Der Conseil Représentatif des Associations Noires (CRAN) hebt in seinem Dossier „Esclavage et Réparation“ die Notwendigkeit zum aktiven Kampf gegen Rassismus hervor; dieser soll mittels „rechtlicher, moralischer, kultureller und symbolischer“4 Reparation das gebrochene System, welches Schwarze Menschen entrechtet zurücklässt, beheben.
Die fehlende Anerkennung von Kolonisation als ein Verbrechen gegen die Menschheit, ebenso wie die faktische Missachtung des Völkermordes an den Herero und Nama in Namibia, erlauben das Fortbestehen einer Darstellung der “Bürde des weißen Menschen“ und der “zivilisatorischen Notwendigkeit der Kolonisation“ für die sogenannten Entwicklungsländer.

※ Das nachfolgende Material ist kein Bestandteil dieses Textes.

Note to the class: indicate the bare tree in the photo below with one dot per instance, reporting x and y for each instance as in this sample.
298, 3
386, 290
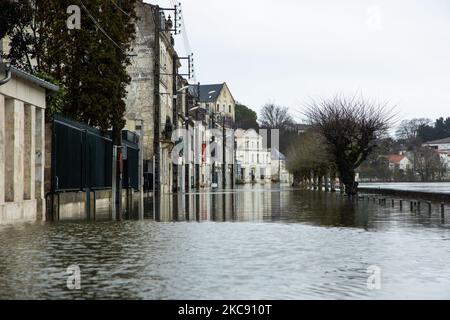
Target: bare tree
351, 127
275, 117
308, 157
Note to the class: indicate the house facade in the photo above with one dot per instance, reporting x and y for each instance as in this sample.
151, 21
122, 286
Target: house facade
399, 162
253, 160
152, 107
439, 145
22, 145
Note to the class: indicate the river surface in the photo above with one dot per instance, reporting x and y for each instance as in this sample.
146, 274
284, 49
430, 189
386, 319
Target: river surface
252, 243
437, 187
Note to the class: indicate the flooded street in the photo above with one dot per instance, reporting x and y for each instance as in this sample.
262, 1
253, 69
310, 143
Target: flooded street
252, 243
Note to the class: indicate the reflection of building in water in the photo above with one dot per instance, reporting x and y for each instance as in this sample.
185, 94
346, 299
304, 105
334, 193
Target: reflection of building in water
249, 204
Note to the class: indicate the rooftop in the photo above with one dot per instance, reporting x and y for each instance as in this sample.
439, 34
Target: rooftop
208, 92
441, 141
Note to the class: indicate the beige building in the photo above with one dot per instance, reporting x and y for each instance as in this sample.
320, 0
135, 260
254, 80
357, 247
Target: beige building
22, 145
217, 99
151, 102
253, 160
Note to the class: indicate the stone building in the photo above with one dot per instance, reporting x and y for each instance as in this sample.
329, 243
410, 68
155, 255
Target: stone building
218, 107
152, 93
22, 145
217, 99
253, 160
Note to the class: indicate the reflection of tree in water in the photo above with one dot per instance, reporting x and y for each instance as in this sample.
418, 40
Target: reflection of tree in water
320, 208
326, 209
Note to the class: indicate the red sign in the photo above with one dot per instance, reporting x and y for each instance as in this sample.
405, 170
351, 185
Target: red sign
204, 153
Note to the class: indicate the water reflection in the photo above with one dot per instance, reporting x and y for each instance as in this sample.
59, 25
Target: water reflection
287, 205
252, 243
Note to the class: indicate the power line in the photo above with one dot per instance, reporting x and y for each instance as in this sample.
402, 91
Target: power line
100, 27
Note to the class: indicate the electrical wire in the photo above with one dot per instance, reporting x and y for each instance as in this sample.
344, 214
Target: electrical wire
100, 27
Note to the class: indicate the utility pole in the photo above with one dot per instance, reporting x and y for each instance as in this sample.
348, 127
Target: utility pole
157, 113
224, 156
187, 146
197, 165
176, 186
213, 140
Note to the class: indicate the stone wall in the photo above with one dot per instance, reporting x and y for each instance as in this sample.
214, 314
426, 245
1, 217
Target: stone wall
22, 109
140, 99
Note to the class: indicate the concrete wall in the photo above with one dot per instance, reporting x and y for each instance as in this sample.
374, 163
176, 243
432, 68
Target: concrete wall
72, 206
22, 113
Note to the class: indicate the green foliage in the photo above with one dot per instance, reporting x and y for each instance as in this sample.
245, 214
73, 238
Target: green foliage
440, 130
246, 118
55, 102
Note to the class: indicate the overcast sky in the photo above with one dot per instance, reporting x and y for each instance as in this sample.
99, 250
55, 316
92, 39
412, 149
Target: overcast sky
289, 51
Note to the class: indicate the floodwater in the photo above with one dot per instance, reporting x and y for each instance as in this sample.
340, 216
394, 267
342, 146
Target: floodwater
436, 187
252, 243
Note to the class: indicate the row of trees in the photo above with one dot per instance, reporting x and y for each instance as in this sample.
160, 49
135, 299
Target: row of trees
344, 133
272, 116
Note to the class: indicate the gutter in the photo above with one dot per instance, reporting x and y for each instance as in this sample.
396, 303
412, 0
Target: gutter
33, 79
8, 74
13, 71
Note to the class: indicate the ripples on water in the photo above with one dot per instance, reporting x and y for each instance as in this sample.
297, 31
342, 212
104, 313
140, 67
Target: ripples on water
251, 244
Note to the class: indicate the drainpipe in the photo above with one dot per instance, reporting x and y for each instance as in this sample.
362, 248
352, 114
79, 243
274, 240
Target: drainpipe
7, 74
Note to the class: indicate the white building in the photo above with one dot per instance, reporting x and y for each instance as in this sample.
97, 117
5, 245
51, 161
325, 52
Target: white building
440, 145
253, 160
399, 162
279, 170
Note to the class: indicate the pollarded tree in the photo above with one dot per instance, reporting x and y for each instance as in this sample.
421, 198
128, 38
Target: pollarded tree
351, 127
309, 157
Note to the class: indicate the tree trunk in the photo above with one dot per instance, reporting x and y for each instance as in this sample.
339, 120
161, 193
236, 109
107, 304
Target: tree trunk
117, 141
350, 185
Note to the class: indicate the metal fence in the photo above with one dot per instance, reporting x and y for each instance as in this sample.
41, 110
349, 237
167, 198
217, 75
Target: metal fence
82, 157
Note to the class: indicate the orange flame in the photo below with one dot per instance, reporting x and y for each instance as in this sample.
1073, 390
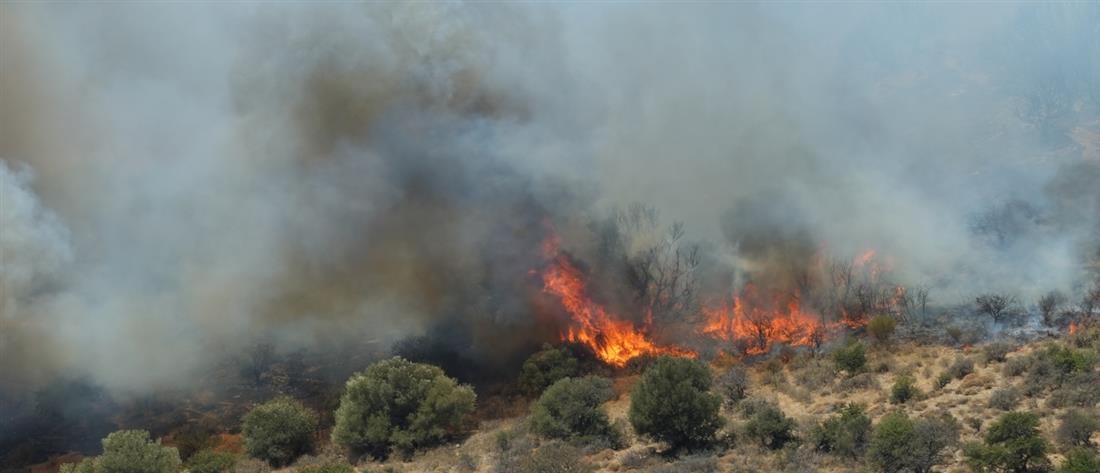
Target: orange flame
615, 341
760, 327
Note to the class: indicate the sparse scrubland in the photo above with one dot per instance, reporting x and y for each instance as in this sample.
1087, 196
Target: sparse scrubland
1026, 406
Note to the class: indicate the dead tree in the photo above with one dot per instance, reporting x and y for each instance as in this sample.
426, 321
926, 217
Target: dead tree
914, 303
1048, 306
662, 273
1000, 307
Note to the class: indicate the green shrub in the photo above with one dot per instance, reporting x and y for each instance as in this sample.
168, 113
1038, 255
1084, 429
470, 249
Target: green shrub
129, 451
771, 428
331, 466
672, 404
846, 433
1004, 398
903, 389
1076, 428
209, 461
851, 358
396, 404
1012, 444
545, 367
554, 458
570, 409
960, 367
733, 385
900, 443
1080, 461
278, 431
881, 328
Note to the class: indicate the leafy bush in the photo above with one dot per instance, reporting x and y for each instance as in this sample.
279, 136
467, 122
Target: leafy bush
672, 404
570, 409
903, 389
1012, 444
900, 443
734, 384
1076, 428
960, 367
328, 468
397, 404
846, 433
1080, 461
1004, 398
851, 358
129, 451
278, 431
771, 428
554, 458
209, 461
546, 366
881, 328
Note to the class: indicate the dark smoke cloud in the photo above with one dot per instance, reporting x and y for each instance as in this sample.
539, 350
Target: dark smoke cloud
183, 179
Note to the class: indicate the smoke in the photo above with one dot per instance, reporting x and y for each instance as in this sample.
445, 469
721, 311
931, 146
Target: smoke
209, 175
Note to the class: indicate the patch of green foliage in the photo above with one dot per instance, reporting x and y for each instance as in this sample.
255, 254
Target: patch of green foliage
672, 403
397, 404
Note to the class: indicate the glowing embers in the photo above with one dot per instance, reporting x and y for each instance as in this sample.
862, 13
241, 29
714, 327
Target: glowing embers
614, 340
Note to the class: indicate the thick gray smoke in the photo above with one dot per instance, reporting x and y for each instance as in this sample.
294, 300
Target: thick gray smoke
180, 179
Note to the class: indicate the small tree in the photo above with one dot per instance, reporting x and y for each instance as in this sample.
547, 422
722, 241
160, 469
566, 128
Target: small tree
546, 366
129, 451
771, 428
846, 433
672, 404
903, 389
1012, 444
570, 409
734, 384
851, 358
396, 404
899, 443
997, 306
881, 328
278, 431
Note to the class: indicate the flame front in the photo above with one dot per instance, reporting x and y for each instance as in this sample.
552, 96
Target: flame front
614, 341
761, 328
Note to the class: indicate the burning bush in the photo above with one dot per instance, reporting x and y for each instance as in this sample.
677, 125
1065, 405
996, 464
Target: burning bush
396, 404
130, 451
900, 443
881, 328
545, 367
278, 431
846, 433
771, 428
672, 404
1012, 444
570, 409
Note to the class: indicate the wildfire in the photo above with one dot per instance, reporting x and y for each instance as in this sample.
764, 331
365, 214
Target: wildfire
762, 327
614, 340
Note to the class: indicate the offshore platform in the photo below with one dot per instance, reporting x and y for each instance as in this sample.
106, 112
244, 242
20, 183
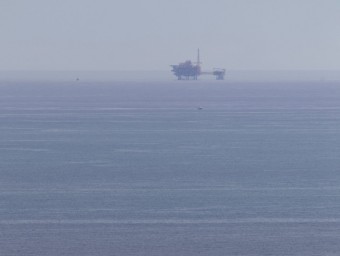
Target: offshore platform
188, 70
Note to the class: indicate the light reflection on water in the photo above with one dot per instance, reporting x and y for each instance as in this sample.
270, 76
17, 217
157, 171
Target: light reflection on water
170, 169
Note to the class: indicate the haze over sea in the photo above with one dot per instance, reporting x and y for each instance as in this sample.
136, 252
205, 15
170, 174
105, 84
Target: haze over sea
169, 168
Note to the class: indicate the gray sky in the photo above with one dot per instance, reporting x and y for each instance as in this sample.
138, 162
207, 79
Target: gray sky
151, 34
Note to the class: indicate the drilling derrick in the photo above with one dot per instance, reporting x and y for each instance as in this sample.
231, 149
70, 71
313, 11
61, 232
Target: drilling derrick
188, 70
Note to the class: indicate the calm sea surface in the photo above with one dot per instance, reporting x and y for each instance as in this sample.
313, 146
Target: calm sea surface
169, 168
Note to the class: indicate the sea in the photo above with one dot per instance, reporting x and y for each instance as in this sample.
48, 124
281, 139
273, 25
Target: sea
169, 168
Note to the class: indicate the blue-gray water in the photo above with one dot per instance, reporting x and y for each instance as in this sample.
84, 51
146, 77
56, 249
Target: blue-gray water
137, 169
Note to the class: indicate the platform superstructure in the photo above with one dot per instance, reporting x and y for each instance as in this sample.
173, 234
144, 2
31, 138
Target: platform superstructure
188, 70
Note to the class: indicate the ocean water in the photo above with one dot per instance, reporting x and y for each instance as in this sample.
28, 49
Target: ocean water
169, 168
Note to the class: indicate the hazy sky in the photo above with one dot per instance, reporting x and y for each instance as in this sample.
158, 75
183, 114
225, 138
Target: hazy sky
151, 34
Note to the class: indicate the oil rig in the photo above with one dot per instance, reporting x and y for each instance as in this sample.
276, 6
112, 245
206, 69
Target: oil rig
188, 70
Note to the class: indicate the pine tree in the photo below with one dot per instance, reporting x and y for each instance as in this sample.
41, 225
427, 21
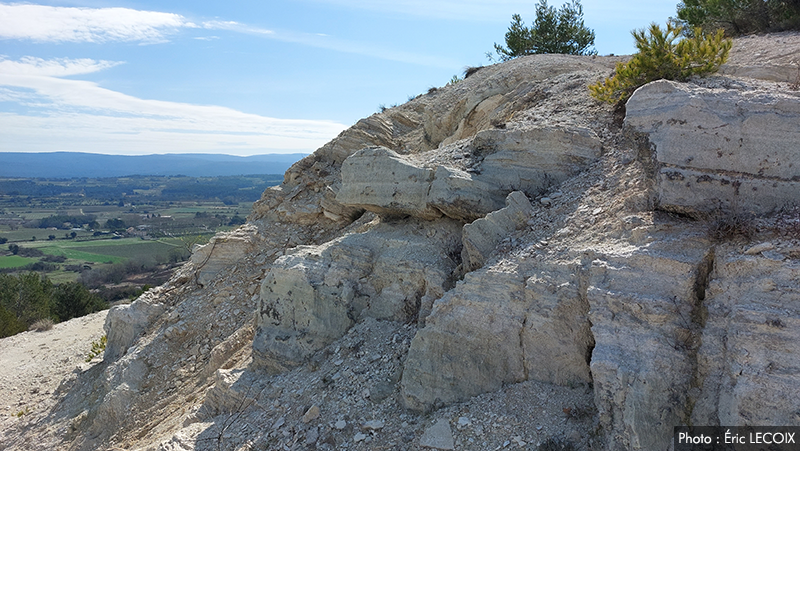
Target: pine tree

Durch die fehlende (oder fehlgeleitete) Bildung bezüglich Deutschlands kolonialer Vergangenheit, wird Kolonialrassismus als valides Wissen weitergeführt. Diese historischen (Miss-)Konzepte verstecken sich hinter einer beleidigenden Terminologie. Entsprechend sind sprachliche Normen extrem wichtig für die öffentliche Aufarbeitung von bestehenden kolonialen Praktiken .
Eine Herangehensweise zur Aufklärung wird seit den 1990er Jahren durch verschiedene Initiativen gepflegt, so beispielsweise von Berlin-Postkolonial e.V., (freedom roads), München Postkolonial, AK Postkolonial, AK Panafrikanismus e.V., EDEWA, No Humboldt 21! etc. Hauptsächlich arbeiten sie an der Thematik der postkolonialen Stadt.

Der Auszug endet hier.